Foi Apenas Um Acidente, dirigido por Jafar Panahi, estreou na competição do festival de Cannes, onde foi coroado como o grande vencedor, levando a Palma de Ouro. O filme foi escolhido como representante da França no Oscar 2026, e é um dos principais rivais do Brasil na corrida de melhor filme internacional.
A história de “Foi Apenas Um Acidente”
Um ex prisioneiro político do Irã acredita reconhecer seu ex torturador, pelo barulho de sua perna de madeira. Para ter certeza de que capturou o homem correto, decide pedir ajuda a um grupo de pessoas que também foram suas vítimas.

O que achamos do filme
De início, um longo prólogo leva o público a acreditar que a trama girará em torno de uma família que acidentalmente atropela um cachorrinho na estrada e precisa parar em uma oficina para reparar seu carro. A partir daí, um dos mecânicos, Vahid, se revela como sendo o verdadeiro protagonista dessa história ao reconhecer no patriarca, o som
da perna de madeira de seu ex-torturador. Ele, então, decide sequestrá-lo e dar fim a sua vida, porém acaba ficando na dúvida se aquele homem é realmente seu algoz.
O filme começa leve enquanto acompanha a família na estrada, não obstante, paira no ar uma tensão aparentemente sem motivos, como se soubéssemos que algo vai dar errado, sem que os personagens tenham se dado conta disso ainda. Quando o acidente acontece, o público é levado a crer que essa seria a virada de chave, no entanto, a verdadeira virada só se concretiza mais adiante, com o rapto do pai.
O tom de leveza é prontamente substituído por uma tensão cômica advinda da incerteza em torno da identidade do homem capturado. O grupo de ex prisioneiros reunidos por Vahid não conseguem chegar a nenhum consenso sobre aquele ser ou não o torturador que lhes infligiu tamanha dor, tampouco quanto ao destino que deve ser dado a ele, seja ele quem for.

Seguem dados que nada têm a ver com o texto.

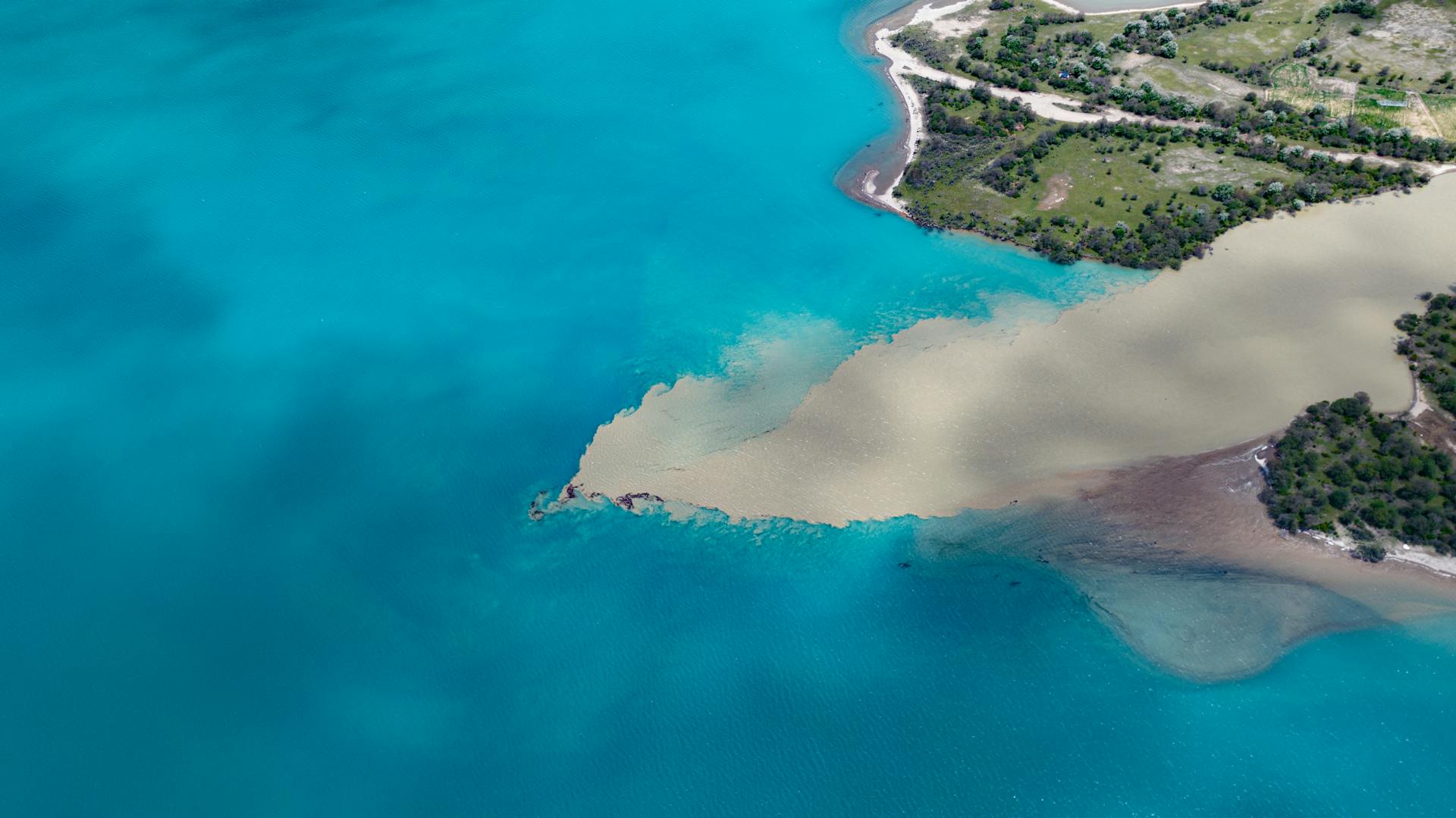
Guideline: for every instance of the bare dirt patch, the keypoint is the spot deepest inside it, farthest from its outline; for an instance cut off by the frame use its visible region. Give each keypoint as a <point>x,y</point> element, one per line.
<point>1057,188</point>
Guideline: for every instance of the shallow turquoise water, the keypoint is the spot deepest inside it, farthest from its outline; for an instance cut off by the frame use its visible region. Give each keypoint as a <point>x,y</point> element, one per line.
<point>302,303</point>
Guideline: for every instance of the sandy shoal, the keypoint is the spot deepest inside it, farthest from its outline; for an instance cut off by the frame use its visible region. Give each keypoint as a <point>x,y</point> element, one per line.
<point>954,415</point>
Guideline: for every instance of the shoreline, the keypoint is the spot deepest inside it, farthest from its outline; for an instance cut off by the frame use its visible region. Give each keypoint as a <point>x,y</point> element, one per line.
<point>861,175</point>
<point>954,414</point>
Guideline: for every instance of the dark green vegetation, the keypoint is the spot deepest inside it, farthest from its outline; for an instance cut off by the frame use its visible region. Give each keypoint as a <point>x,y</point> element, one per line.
<point>1430,349</point>
<point>1128,194</point>
<point>1341,466</point>
<point>1100,61</point>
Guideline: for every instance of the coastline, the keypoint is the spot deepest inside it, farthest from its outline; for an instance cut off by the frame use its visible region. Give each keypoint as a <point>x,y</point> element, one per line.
<point>861,178</point>
<point>951,414</point>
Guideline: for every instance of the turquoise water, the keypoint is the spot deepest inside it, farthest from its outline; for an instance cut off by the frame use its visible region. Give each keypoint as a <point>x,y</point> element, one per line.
<point>303,303</point>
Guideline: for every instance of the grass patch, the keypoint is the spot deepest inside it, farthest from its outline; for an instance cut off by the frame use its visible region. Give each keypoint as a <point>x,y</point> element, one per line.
<point>1443,111</point>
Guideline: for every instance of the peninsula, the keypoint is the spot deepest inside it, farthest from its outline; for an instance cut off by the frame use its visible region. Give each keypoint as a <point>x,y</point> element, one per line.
<point>1139,137</point>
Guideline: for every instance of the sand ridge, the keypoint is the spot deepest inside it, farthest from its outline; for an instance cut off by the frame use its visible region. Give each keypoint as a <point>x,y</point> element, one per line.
<point>951,414</point>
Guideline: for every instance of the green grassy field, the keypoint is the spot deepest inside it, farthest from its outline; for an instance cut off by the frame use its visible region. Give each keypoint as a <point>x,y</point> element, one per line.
<point>1413,39</point>
<point>1443,109</point>
<point>1369,109</point>
<point>1107,169</point>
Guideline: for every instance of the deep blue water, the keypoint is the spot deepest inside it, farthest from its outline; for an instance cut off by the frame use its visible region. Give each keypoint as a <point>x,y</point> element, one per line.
<point>300,305</point>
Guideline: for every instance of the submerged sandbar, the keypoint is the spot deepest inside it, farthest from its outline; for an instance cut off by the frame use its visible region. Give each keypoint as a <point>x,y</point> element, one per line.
<point>954,415</point>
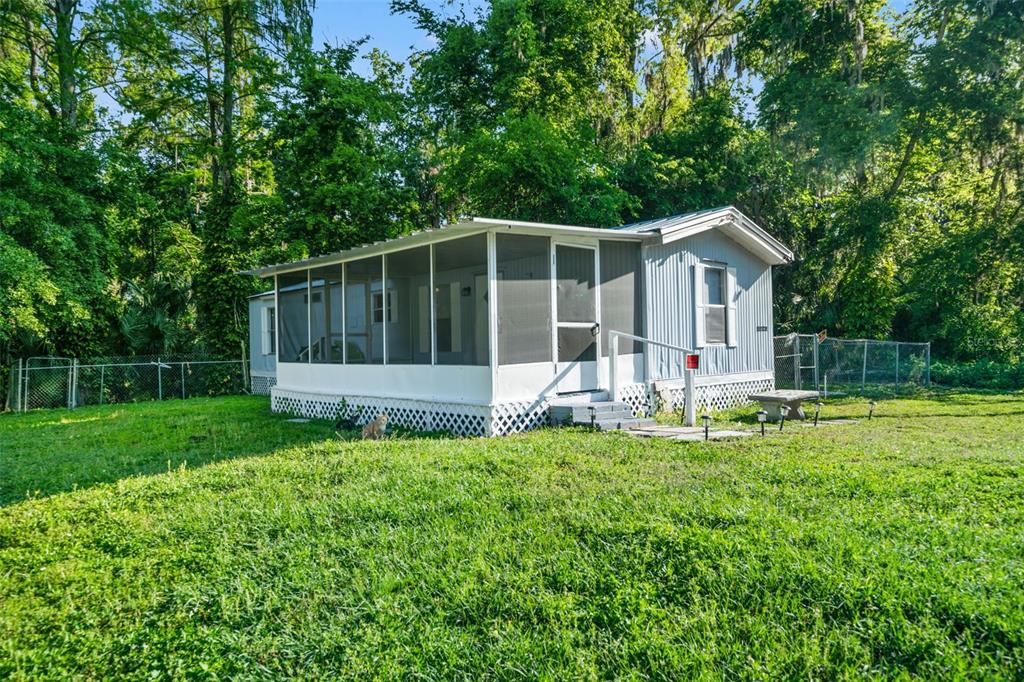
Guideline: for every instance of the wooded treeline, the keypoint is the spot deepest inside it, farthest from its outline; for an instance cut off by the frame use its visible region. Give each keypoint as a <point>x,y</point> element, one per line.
<point>152,148</point>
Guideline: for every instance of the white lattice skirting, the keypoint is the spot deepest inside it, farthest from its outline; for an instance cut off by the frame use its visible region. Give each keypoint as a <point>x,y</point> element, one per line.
<point>417,415</point>
<point>261,385</point>
<point>710,396</point>
<point>503,419</point>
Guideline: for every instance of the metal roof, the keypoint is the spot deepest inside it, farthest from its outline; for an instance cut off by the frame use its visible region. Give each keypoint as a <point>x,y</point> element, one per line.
<point>730,219</point>
<point>461,228</point>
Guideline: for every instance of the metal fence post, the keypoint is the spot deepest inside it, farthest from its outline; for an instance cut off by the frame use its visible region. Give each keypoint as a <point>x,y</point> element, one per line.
<point>863,371</point>
<point>928,365</point>
<point>897,365</point>
<point>817,378</point>
<point>798,360</point>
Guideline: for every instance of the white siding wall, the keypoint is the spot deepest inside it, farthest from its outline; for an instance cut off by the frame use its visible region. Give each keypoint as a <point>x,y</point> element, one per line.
<point>670,314</point>
<point>257,360</point>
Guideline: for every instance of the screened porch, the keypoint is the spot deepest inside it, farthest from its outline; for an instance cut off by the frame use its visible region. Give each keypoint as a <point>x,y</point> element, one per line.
<point>417,322</point>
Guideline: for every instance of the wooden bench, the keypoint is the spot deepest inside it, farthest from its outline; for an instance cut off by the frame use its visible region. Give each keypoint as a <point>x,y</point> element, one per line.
<point>771,401</point>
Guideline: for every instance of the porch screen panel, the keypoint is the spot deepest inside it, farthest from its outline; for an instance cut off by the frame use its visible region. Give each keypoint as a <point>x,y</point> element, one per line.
<point>365,311</point>
<point>461,300</point>
<point>409,306</point>
<point>622,304</point>
<point>325,314</point>
<point>523,299</point>
<point>293,317</point>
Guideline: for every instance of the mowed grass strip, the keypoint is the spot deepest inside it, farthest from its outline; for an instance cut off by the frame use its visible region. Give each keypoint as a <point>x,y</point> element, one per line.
<point>892,547</point>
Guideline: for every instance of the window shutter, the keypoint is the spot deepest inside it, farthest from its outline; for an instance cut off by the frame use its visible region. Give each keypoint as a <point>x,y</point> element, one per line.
<point>456,293</point>
<point>698,305</point>
<point>730,307</point>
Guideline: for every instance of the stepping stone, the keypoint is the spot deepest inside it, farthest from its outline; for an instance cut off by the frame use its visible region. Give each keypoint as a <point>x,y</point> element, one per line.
<point>693,433</point>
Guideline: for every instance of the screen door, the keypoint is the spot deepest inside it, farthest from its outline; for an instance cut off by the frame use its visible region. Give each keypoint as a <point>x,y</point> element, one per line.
<point>577,327</point>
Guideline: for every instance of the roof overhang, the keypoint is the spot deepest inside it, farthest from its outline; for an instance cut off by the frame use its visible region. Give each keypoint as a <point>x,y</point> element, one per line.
<point>737,226</point>
<point>464,227</point>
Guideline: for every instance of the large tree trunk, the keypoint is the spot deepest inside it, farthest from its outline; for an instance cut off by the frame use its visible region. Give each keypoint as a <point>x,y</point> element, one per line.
<point>64,46</point>
<point>227,146</point>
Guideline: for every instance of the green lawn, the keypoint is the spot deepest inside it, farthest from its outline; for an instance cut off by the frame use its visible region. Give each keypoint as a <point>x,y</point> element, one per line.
<point>250,547</point>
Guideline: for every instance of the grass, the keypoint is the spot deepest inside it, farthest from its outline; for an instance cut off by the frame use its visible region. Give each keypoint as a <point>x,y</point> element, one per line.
<point>268,549</point>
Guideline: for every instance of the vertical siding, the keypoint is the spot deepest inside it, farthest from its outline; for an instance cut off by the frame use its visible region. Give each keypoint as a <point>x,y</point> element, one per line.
<point>670,314</point>
<point>622,301</point>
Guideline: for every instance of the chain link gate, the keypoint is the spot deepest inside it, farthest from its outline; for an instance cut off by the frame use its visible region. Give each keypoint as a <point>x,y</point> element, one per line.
<point>807,363</point>
<point>66,382</point>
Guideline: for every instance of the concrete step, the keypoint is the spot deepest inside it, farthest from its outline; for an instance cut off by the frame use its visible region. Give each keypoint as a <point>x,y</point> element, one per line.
<point>625,424</point>
<point>584,414</point>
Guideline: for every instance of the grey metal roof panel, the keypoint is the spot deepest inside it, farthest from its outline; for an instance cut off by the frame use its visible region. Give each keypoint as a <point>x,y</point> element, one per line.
<point>657,224</point>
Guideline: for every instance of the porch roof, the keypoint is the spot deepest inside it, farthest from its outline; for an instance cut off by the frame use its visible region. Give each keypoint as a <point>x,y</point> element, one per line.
<point>464,227</point>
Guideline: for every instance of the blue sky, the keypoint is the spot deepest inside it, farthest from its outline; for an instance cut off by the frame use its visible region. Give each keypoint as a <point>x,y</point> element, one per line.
<point>338,22</point>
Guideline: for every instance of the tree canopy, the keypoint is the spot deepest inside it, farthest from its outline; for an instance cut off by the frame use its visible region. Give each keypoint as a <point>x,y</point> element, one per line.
<point>150,150</point>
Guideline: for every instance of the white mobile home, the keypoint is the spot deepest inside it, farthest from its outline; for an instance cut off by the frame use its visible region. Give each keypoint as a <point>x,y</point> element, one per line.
<point>480,326</point>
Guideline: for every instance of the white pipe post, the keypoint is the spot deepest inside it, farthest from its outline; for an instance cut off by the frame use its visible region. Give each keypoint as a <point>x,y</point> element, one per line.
<point>863,371</point>
<point>817,377</point>
<point>612,363</point>
<point>928,365</point>
<point>689,393</point>
<point>384,309</point>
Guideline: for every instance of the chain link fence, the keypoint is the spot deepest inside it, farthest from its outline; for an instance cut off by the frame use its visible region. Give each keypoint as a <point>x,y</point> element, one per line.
<point>804,361</point>
<point>68,382</point>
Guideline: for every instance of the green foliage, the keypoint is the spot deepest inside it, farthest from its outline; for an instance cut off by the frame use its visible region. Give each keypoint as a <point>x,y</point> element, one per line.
<point>51,238</point>
<point>344,163</point>
<point>979,374</point>
<point>527,170</point>
<point>214,539</point>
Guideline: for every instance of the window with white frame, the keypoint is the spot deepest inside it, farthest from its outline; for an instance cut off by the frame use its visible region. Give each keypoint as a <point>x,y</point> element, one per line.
<point>269,328</point>
<point>714,285</point>
<point>715,298</point>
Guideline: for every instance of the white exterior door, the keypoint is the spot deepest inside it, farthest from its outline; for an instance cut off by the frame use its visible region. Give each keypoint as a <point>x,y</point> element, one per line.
<point>577,332</point>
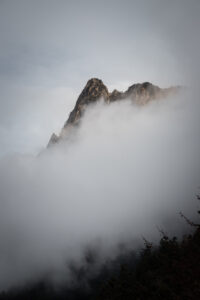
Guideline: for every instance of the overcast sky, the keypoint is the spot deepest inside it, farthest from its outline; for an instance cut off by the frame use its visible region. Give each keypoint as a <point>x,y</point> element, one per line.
<point>49,49</point>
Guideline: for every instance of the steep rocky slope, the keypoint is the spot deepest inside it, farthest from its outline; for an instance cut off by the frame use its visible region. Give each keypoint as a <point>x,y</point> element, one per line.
<point>140,94</point>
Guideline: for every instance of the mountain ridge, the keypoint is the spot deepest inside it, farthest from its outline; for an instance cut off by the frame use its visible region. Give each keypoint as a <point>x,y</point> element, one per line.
<point>139,93</point>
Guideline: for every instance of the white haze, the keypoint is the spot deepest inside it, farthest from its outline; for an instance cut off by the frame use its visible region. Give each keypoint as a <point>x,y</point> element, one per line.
<point>127,170</point>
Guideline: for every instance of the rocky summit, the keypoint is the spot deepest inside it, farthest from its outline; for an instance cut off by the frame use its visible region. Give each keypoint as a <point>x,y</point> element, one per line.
<point>140,94</point>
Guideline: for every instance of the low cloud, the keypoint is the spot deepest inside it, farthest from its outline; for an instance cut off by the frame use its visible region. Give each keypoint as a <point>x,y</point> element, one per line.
<point>127,170</point>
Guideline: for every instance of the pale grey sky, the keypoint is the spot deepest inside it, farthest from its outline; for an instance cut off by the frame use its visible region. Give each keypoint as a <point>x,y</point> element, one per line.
<point>49,49</point>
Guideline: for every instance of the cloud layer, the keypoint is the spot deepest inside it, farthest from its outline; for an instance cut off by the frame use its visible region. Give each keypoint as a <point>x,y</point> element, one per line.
<point>127,170</point>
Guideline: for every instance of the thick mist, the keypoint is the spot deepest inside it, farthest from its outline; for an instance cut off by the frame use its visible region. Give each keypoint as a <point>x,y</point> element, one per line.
<point>126,171</point>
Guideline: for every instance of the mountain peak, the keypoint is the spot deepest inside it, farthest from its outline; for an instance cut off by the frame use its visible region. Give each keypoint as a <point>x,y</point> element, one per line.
<point>139,93</point>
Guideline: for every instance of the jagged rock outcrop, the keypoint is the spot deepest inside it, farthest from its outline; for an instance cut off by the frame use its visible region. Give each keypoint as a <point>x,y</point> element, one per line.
<point>140,94</point>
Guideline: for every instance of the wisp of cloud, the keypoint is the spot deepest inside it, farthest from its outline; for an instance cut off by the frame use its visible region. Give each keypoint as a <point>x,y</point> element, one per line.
<point>127,170</point>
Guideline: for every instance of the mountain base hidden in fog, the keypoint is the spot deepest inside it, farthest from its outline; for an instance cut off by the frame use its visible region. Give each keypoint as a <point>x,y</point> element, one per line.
<point>139,94</point>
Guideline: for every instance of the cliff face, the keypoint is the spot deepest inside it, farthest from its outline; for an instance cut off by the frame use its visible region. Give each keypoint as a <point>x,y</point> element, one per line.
<point>140,94</point>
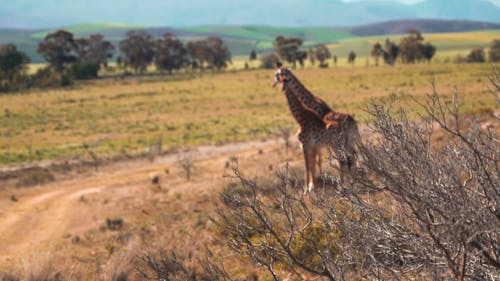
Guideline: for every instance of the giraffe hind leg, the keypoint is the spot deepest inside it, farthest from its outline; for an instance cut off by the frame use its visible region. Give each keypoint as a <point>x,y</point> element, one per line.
<point>310,165</point>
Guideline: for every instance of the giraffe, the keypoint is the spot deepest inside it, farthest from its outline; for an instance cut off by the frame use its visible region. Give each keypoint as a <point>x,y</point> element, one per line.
<point>320,126</point>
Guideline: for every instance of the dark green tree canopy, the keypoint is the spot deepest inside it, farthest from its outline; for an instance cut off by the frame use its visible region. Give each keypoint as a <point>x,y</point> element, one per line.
<point>412,48</point>
<point>170,53</point>
<point>94,49</point>
<point>59,49</point>
<point>391,52</point>
<point>138,50</point>
<point>211,50</point>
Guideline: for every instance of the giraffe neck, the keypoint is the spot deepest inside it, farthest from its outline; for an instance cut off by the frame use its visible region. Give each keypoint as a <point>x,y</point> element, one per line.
<point>304,117</point>
<point>307,100</point>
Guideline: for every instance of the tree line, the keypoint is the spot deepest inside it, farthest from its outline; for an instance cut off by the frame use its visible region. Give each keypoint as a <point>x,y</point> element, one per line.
<point>81,58</point>
<point>411,49</point>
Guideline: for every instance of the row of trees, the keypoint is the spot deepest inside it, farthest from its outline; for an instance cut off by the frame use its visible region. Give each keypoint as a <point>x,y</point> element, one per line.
<point>80,58</point>
<point>138,50</point>
<point>168,53</point>
<point>411,49</point>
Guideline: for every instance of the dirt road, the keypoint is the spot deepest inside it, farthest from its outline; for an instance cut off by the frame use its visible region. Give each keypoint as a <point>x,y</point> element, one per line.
<point>44,216</point>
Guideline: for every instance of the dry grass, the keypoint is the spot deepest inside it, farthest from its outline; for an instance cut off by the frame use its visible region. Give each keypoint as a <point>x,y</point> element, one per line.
<point>127,116</point>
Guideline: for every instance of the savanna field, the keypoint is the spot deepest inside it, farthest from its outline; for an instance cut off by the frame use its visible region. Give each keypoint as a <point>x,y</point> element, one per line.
<point>116,116</point>
<point>126,177</point>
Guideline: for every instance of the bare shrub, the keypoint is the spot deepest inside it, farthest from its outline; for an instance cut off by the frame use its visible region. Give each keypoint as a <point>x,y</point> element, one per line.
<point>164,266</point>
<point>121,263</point>
<point>426,206</point>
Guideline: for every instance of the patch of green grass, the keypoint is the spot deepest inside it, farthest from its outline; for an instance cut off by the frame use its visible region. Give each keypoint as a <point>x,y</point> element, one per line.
<point>115,117</point>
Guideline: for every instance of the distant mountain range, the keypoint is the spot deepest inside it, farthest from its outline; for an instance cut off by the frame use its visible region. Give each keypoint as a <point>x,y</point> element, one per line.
<point>297,13</point>
<point>242,39</point>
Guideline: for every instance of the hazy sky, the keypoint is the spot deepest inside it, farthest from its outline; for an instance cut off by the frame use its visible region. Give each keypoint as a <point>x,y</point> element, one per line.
<point>410,1</point>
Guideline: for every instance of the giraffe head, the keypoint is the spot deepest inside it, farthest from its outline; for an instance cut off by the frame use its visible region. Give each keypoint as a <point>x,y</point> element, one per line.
<point>282,75</point>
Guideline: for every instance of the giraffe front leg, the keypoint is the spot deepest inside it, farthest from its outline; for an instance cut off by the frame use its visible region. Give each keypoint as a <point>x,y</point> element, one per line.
<point>310,165</point>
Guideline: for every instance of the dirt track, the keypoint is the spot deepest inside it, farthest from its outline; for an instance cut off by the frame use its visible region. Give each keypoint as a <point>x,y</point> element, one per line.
<point>44,215</point>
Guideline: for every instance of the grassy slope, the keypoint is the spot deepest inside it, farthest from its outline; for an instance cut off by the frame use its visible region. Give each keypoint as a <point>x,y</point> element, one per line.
<point>445,42</point>
<point>242,39</point>
<point>127,116</point>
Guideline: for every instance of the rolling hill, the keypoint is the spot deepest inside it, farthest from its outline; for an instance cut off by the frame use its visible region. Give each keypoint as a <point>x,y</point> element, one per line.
<point>296,13</point>
<point>242,39</point>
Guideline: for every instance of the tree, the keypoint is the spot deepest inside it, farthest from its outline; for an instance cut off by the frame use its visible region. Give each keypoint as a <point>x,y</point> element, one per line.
<point>312,58</point>
<point>412,48</point>
<point>391,52</point>
<point>414,223</point>
<point>476,55</point>
<point>495,51</point>
<point>288,48</point>
<point>196,50</point>
<point>94,50</point>
<point>253,55</point>
<point>211,50</point>
<point>322,53</point>
<point>12,63</point>
<point>377,52</point>
<point>301,56</point>
<point>170,53</point>
<point>351,58</point>
<point>138,50</point>
<point>59,49</point>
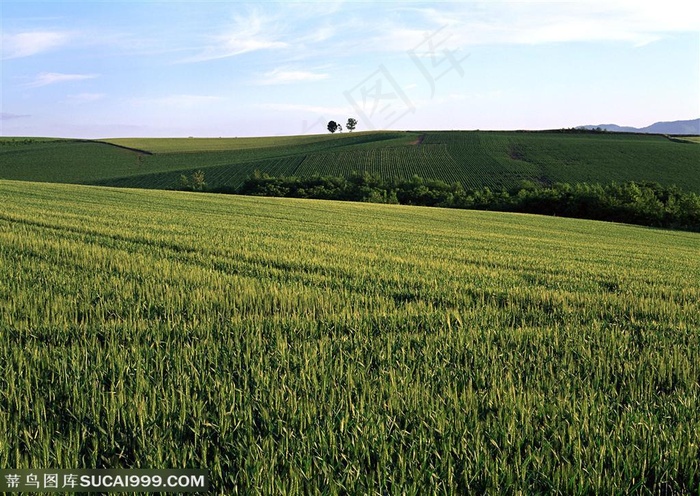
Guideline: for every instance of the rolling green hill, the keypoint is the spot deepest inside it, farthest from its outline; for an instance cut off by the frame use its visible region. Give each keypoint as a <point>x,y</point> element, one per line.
<point>473,158</point>
<point>318,347</point>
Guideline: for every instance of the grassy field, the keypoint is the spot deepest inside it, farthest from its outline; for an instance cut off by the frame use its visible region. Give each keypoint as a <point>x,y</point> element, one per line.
<point>335,348</point>
<point>476,159</point>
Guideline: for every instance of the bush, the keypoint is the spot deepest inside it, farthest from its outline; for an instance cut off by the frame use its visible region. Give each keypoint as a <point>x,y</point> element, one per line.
<point>646,203</point>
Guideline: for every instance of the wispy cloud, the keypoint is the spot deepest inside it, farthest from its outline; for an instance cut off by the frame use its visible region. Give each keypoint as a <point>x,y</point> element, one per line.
<point>248,34</point>
<point>6,116</point>
<point>86,97</point>
<point>311,109</point>
<point>532,23</point>
<point>179,101</point>
<point>47,78</point>
<point>286,76</point>
<point>32,43</point>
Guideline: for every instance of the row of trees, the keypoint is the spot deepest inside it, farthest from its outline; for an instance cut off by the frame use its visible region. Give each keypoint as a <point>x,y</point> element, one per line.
<point>350,125</point>
<point>644,203</point>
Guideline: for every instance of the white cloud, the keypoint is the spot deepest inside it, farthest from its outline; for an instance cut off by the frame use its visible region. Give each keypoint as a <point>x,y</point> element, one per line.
<point>86,97</point>
<point>530,23</point>
<point>47,78</point>
<point>7,116</point>
<point>178,101</point>
<point>284,76</point>
<point>311,109</point>
<point>32,43</point>
<point>248,34</point>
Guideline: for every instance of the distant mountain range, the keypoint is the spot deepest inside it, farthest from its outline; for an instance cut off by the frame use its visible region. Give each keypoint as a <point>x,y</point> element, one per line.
<point>674,127</point>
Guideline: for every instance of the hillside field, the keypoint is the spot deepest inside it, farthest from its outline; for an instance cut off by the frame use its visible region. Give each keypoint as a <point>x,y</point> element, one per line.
<point>476,159</point>
<point>317,347</point>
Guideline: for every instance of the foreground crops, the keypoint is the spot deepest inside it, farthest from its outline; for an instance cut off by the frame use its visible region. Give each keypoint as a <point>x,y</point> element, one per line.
<point>316,347</point>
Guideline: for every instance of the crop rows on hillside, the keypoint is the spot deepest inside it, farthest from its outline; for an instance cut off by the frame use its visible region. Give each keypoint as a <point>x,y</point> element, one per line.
<point>222,176</point>
<point>426,161</point>
<point>475,159</point>
<point>308,347</point>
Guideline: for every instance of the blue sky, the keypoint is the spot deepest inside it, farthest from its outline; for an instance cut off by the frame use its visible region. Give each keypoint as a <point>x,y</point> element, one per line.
<point>96,69</point>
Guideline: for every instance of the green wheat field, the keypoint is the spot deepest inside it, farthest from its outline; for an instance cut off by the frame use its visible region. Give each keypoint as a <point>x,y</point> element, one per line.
<point>315,347</point>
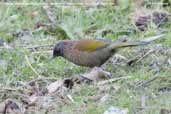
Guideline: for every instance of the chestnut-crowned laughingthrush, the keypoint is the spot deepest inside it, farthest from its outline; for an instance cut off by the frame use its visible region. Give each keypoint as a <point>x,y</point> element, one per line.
<point>89,52</point>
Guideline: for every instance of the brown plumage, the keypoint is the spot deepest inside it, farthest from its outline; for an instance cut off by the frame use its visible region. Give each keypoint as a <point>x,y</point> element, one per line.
<point>89,52</point>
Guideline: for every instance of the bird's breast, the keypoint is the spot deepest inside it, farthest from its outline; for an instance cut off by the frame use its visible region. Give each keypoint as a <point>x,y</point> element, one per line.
<point>88,59</point>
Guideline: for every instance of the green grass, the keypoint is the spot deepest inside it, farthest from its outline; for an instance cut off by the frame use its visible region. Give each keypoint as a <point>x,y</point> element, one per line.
<point>80,22</point>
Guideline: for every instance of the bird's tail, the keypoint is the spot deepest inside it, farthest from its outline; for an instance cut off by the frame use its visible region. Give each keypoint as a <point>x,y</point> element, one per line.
<point>127,44</point>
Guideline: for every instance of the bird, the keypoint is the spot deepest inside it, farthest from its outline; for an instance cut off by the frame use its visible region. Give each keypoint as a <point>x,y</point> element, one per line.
<point>90,52</point>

O filme se descamba para uma comédia de erros, enquanto eles carregam o homem desacordado e amordaçado em um baú numa van, as situações vão ficando gradualmente mais absurdas e quanto mais tentam sair delas, mais esbarram em novos problemas, até se afundarem de vez em confusões impensáveis. O humor vem sempre
acompanhado de muita tensão, Panahi sabe como extrair um riso desse disparate, sem perder o tom de denúncia da obra.

Até mesmo quando os personagens verbalizam suas dores e traumas, o filme não cai na verborragia didática que tenderia a se tornar panfletária nas mãos de um realizador menos competente. Não só por guardar relações pessoais com experiências reais vividas por Panahi, mas também por ser ele um diretor que sabe se utilizar disso dentro de um
filme. Os relatos chegam no espectador com a força de um soco, como se nós também estivéssemos sendo golpeados.
Quando chega no seu clímax, já não existe mais leveza e a brutalidade é sentida à flor da pele. Um close nos aprisiona dentro daquele plano, não é possível olhar para os lados, fingir que não está vendo. Somos forçados a confrontar aquelas verdades, assim como o personagem amarrado naquela árvore, que nada pode fazer além de escutar.
O filme não está interessado em oferecer respostas prontas e mastigadas e se consagra com um final de arrepiar a espinha. Os sons dos traumas seguem ecoando eternamente. Não é possível calar a memória, algumas feridas permanecerão para sempre, sem cura.
Foi Apenas Um Acidente foi visto na 49ª Mostra de São Paulo, que ocorreu entre os dias 16 a 30 de outubro de 2025.